Three weeks ago — one year almost to the day — I managed to drive the Land Rover through some tall grass and again encounter Oak Mites. Even worse this time. The bites were so concentrated I had bites on top of bites. So thick you could not see the individual bites. Too horrible to share photos.

Because these fuckers are wind blown, there’s apparently no way to completely avoid them. But no more walking in tall grass for this boy.

Surgically Enhanced

Had a little surgical procedure six weeks ago and met with my urologist, Dr. Katie Murray, today for follow-up. Since nobody wants to hear about old guy surgery, I’m telling folks I had a couple of inches added. Life has gotten a whole lot better. Beer on the deck tonight at sunset.

Impossible Slider


Have not had a White Castle “slider” in… 25 years? Remember them as greasy little things best consumed after a night of drinking.

Stopped in today to try their Impossible (Foods) Slider.

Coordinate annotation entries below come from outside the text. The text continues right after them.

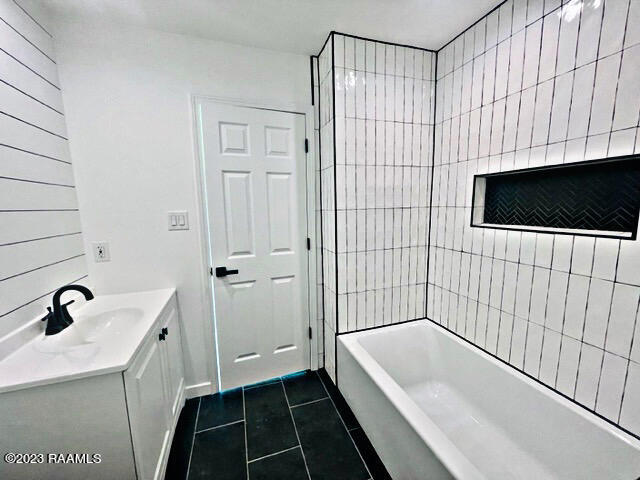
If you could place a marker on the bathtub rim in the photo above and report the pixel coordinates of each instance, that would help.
(441, 445)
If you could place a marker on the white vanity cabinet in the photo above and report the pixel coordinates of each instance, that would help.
(154, 385)
(122, 401)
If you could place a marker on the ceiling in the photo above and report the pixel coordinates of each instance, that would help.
(297, 26)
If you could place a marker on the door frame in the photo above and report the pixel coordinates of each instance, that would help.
(202, 218)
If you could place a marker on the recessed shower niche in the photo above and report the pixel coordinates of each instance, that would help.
(597, 198)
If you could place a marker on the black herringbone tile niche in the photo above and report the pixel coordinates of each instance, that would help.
(600, 195)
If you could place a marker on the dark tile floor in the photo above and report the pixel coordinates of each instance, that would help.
(294, 427)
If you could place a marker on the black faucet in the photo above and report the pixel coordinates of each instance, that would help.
(59, 319)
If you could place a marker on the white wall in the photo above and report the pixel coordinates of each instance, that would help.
(40, 234)
(127, 94)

One of the few places in mid-Missouri the Impossible Foods burger is available. It was NOT greasy and I’m not sure I could tell difference from a beef patty (although I haven’t tasted one of those in 6 years). Lady behind me had her first as well and agreed it was very tasty.

Is red meat or white meat healthier?

According to the American Journal of Clinical Nutrition… neither.

White meat could carry the same heart health risks as red meat according to scientists who studied how beef and chicken affect cholesterol levels. The authors of a study published in the American Journal of Clinical Nutrition concluded plant-based proteins seem to be the best option for those looking to control their blood cholesterol levels.

Meatless

Stopped eating beef, pork and poultry six years ago today. No milk but I do eat eggs and fish. Hasn’t been all that hard really. I am looking forward to trying one of the new Impossible Burgers.